Functional traits

We study the unique adaptations that plant species have evolved to survive and grow under contrasting environmental conditions. In doing so, we discover fundamental axes of functional variation among species. This helps us to understand how plants function in their environment. We are particularly interested in the fine root and foliar traits that enable plants to acquire and use nutrients efficiently under varying soil fertility. This is important because soils are a major driver of plant species distributions.


We study the drivers of plant community composition and diversity across environmental gradients, particularly those involving soil resources. Why are certain plant species more abundant than others? Why do nutrient-poor soils often support more plant species than fertile soils? Our focus on functional traits, particularly the fine root and foliar traits that are related to resource acquisition and use, helps us to understand plant community patterns across environmental gradients. Our research in plant community ecology has many applications for conservation, because uniqueness in plant species composition and species richness are two key criteria used to determine the ecological value of ecosystems.

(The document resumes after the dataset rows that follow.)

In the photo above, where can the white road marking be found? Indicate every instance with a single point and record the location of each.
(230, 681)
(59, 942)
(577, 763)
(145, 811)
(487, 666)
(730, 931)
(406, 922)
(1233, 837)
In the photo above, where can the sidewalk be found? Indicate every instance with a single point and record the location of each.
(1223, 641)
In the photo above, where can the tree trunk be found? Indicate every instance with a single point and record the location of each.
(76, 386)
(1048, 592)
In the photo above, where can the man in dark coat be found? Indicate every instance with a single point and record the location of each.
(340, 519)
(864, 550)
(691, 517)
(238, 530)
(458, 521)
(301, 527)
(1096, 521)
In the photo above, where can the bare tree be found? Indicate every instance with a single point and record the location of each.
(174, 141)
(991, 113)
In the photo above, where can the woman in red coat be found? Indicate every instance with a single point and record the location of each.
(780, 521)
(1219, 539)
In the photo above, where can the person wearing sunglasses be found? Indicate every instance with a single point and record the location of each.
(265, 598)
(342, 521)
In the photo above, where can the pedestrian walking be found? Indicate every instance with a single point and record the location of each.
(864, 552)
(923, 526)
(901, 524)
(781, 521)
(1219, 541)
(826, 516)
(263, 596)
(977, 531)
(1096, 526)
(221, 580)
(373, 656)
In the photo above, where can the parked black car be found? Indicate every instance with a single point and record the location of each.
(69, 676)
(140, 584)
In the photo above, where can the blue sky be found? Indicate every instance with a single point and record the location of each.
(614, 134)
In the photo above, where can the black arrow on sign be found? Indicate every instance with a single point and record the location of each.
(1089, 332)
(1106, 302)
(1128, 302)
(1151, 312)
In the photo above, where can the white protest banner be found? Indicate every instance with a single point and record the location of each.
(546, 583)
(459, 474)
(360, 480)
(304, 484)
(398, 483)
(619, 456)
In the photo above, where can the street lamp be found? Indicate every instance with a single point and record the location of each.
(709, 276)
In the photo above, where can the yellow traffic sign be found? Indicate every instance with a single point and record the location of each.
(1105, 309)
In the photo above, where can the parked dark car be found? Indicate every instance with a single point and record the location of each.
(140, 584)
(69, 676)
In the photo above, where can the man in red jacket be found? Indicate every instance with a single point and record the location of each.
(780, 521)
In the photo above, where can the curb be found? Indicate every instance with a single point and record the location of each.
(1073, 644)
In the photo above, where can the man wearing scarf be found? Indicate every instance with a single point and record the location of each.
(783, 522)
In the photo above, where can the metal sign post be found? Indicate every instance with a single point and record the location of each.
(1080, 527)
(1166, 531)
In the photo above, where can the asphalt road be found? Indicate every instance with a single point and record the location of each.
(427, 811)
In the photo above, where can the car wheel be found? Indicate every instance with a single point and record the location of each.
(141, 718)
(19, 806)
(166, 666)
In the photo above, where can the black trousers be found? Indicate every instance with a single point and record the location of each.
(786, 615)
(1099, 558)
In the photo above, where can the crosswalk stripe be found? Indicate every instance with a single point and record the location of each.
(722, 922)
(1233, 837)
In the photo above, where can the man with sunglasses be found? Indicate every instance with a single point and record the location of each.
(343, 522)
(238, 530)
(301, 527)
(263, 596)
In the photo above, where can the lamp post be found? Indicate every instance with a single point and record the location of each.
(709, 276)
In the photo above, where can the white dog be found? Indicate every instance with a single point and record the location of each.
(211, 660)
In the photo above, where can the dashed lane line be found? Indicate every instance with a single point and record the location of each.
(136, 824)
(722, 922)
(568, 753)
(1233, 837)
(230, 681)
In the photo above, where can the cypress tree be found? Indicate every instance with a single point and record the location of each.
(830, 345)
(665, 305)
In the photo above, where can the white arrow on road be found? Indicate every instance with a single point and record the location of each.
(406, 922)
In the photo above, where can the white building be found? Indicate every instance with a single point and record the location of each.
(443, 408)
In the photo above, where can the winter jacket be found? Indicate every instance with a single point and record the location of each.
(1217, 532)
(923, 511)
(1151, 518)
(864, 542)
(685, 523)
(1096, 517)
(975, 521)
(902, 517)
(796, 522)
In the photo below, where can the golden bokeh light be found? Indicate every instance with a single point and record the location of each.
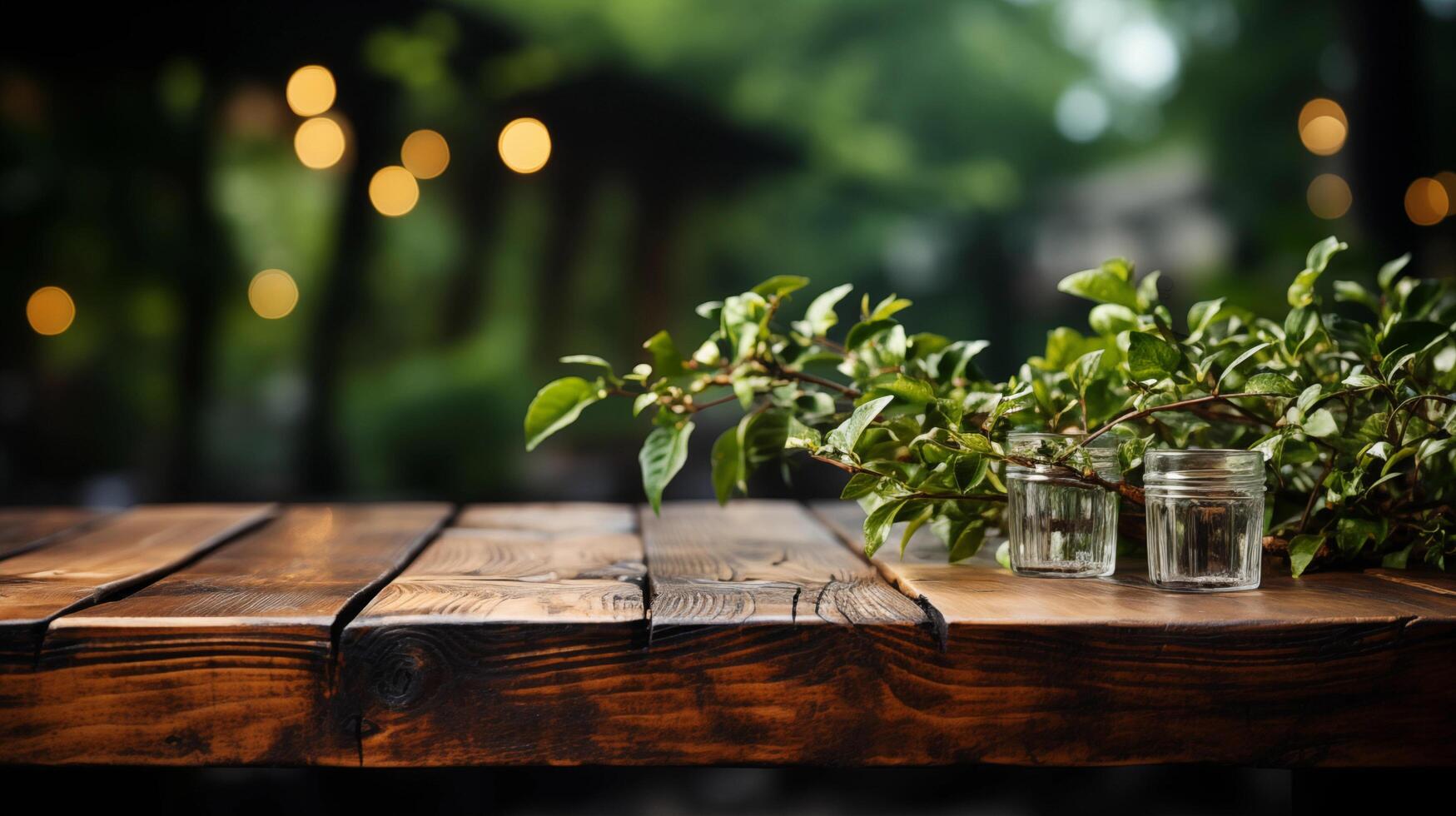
(319, 143)
(1324, 136)
(1322, 127)
(1322, 108)
(425, 153)
(1426, 202)
(1328, 196)
(394, 192)
(272, 293)
(50, 311)
(524, 146)
(311, 91)
(1448, 181)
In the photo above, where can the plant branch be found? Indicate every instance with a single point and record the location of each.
(1135, 415)
(1314, 495)
(803, 376)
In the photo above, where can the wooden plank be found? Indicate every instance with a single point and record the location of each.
(760, 563)
(143, 544)
(27, 528)
(229, 660)
(458, 662)
(504, 641)
(1328, 669)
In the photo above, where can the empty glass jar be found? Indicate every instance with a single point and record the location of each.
(1205, 519)
(1061, 526)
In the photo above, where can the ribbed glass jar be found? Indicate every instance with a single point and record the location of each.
(1205, 519)
(1059, 526)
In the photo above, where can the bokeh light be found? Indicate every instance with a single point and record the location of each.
(1322, 127)
(1328, 196)
(319, 143)
(1324, 136)
(272, 293)
(1448, 181)
(524, 145)
(50, 311)
(425, 153)
(1426, 202)
(311, 91)
(394, 192)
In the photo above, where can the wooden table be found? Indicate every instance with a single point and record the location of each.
(421, 634)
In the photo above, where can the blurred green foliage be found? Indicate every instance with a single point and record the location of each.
(698, 147)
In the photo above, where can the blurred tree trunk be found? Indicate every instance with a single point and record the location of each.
(204, 264)
(1389, 120)
(319, 445)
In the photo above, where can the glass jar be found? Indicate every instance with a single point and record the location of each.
(1205, 519)
(1061, 526)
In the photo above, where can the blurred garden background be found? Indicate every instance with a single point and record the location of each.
(226, 277)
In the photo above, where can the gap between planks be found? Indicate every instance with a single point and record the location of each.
(933, 617)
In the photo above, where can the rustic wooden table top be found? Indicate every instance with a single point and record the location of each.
(423, 634)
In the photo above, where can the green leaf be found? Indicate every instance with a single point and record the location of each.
(1149, 357)
(909, 390)
(915, 525)
(1398, 559)
(666, 359)
(1101, 286)
(708, 353)
(878, 524)
(1351, 291)
(801, 436)
(1203, 314)
(820, 316)
(1148, 291)
(1302, 550)
(661, 458)
(762, 436)
(589, 361)
(1241, 359)
(1085, 369)
(1300, 326)
(1319, 425)
(1414, 336)
(859, 485)
(1353, 534)
(1003, 554)
(1302, 291)
(643, 401)
(887, 308)
(864, 331)
(1111, 318)
(1269, 382)
(847, 435)
(778, 286)
(1386, 276)
(727, 465)
(968, 541)
(556, 406)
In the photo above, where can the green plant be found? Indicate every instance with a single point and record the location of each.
(1354, 417)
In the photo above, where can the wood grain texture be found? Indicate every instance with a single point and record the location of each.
(579, 687)
(524, 635)
(480, 650)
(581, 563)
(28, 528)
(227, 660)
(760, 563)
(1328, 669)
(133, 550)
(980, 592)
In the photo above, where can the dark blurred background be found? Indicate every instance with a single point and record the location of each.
(964, 155)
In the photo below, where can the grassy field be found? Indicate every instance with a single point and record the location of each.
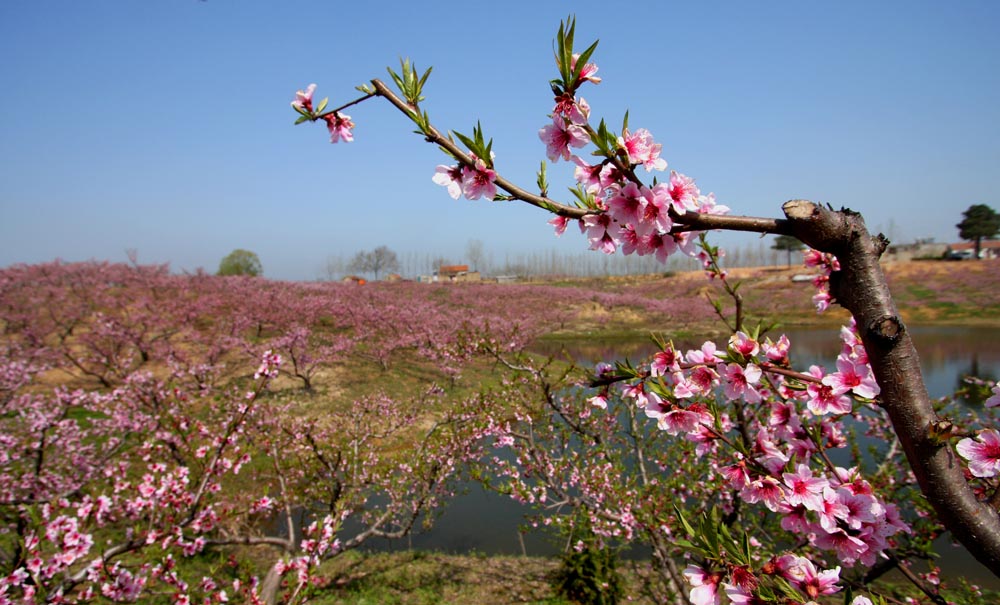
(966, 293)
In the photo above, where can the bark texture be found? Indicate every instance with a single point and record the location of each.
(861, 288)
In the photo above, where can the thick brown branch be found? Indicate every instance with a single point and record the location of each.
(860, 286)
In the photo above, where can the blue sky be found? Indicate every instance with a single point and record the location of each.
(164, 125)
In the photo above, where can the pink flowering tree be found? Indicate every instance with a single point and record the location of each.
(760, 429)
(125, 480)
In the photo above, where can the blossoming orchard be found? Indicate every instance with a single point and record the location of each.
(786, 508)
(206, 439)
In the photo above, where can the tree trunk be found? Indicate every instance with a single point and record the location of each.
(861, 288)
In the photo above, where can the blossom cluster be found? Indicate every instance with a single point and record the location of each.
(628, 215)
(784, 468)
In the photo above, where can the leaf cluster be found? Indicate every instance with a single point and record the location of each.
(478, 145)
(569, 73)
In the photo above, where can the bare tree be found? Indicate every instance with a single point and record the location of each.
(374, 261)
(474, 252)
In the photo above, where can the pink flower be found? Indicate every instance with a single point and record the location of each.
(627, 204)
(706, 585)
(994, 401)
(805, 489)
(683, 192)
(642, 150)
(340, 126)
(983, 453)
(666, 360)
(656, 214)
(478, 182)
(851, 376)
(763, 489)
(662, 245)
(587, 74)
(559, 223)
(450, 177)
(576, 110)
(744, 345)
(823, 399)
(740, 381)
(303, 98)
(706, 204)
(599, 232)
(560, 136)
(587, 175)
(777, 352)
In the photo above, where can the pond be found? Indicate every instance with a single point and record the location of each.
(487, 523)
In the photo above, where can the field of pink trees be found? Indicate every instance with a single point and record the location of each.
(149, 418)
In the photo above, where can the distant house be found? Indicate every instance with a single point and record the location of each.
(965, 250)
(922, 248)
(457, 273)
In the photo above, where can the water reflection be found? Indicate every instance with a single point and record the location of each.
(491, 524)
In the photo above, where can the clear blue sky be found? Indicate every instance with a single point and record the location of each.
(164, 125)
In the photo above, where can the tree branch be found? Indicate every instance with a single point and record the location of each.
(861, 287)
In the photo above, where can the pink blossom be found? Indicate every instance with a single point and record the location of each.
(763, 489)
(777, 352)
(642, 150)
(706, 585)
(559, 223)
(627, 204)
(805, 489)
(683, 192)
(660, 244)
(587, 175)
(851, 376)
(575, 109)
(706, 204)
(303, 98)
(740, 382)
(560, 136)
(666, 360)
(587, 73)
(478, 181)
(823, 400)
(741, 343)
(983, 453)
(656, 214)
(340, 126)
(848, 548)
(600, 232)
(994, 401)
(450, 177)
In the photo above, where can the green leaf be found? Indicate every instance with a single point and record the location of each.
(687, 526)
(542, 181)
(581, 62)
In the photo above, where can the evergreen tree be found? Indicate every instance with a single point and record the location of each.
(979, 222)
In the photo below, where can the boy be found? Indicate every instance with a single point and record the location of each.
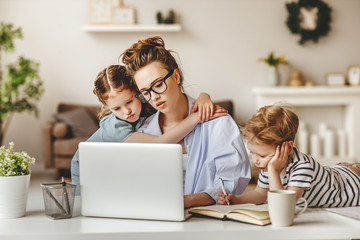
(269, 135)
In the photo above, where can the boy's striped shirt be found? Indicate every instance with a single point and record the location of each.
(335, 186)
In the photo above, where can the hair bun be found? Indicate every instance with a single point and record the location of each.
(142, 45)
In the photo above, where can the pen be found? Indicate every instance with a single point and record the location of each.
(224, 191)
(65, 196)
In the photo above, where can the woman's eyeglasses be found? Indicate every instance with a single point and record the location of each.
(158, 87)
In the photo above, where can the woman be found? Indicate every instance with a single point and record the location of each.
(213, 149)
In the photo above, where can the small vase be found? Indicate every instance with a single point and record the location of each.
(273, 76)
(13, 196)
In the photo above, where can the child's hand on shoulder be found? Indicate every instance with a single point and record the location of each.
(206, 108)
(221, 198)
(280, 159)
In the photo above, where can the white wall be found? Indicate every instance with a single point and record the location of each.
(218, 48)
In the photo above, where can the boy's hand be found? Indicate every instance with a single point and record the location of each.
(280, 159)
(221, 198)
(204, 106)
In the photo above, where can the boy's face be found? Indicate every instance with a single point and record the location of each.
(124, 105)
(261, 154)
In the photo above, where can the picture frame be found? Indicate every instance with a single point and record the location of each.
(353, 75)
(335, 79)
(123, 15)
(101, 11)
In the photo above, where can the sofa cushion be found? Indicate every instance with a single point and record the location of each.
(59, 130)
(67, 147)
(79, 120)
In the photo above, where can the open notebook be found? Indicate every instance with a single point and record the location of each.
(249, 213)
(131, 180)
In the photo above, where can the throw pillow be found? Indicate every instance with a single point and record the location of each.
(79, 120)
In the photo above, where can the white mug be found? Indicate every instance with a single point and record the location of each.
(282, 205)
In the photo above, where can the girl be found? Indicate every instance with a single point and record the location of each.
(269, 135)
(213, 149)
(122, 114)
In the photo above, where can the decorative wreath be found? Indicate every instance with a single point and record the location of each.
(321, 24)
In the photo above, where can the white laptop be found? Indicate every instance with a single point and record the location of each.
(132, 180)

The rapid rate and broad extent over which changes in plant biodiversity are occurring far exceed our capacity to monitor them using field-based sampling alone. Imaging spectroscopy is emerging as the most promising approach for remotely sensing plant biodiversity because plant species show unique foliar spectral signatures that represent their adaptations to different environmental conditions. These spectral signatures are strongly driven by differences in foliar functional traits (chemistry, structure) among plant species. We study foliar spectral signatures of plant species under contrasting environments. Understanding the biological and ecological drivers of foliar spectral variation among species allows us to translate imaging spectroscopy data into biologically meaningful information about plant species and their leaf traits. Our spectranomics research is closely linked to our Canadian Airborne Biodiversity Observatory (CABO) project.

Biodiversity mapping

We are developing new approaches to remotely sense plant spectral, functional, and taxonomic biodiversity, using high-resolution imagery from manned or unmanned (drones) aircrafts. For example, we proposed a way to partition plant spectral diversity into its alpha (within-community) and beta (among-community) components, which can act as a “biodiversity discovery tool” even in the absence of field data. We are interested in new computer vision methods fuelled by deep learning for plant species and trait mapping using drone imagery. High-resolution plant biodiversity mapping will transform ecology in the near future, allowing us to transpose our research to the broad spatial scales at which conservation management and decisions take place.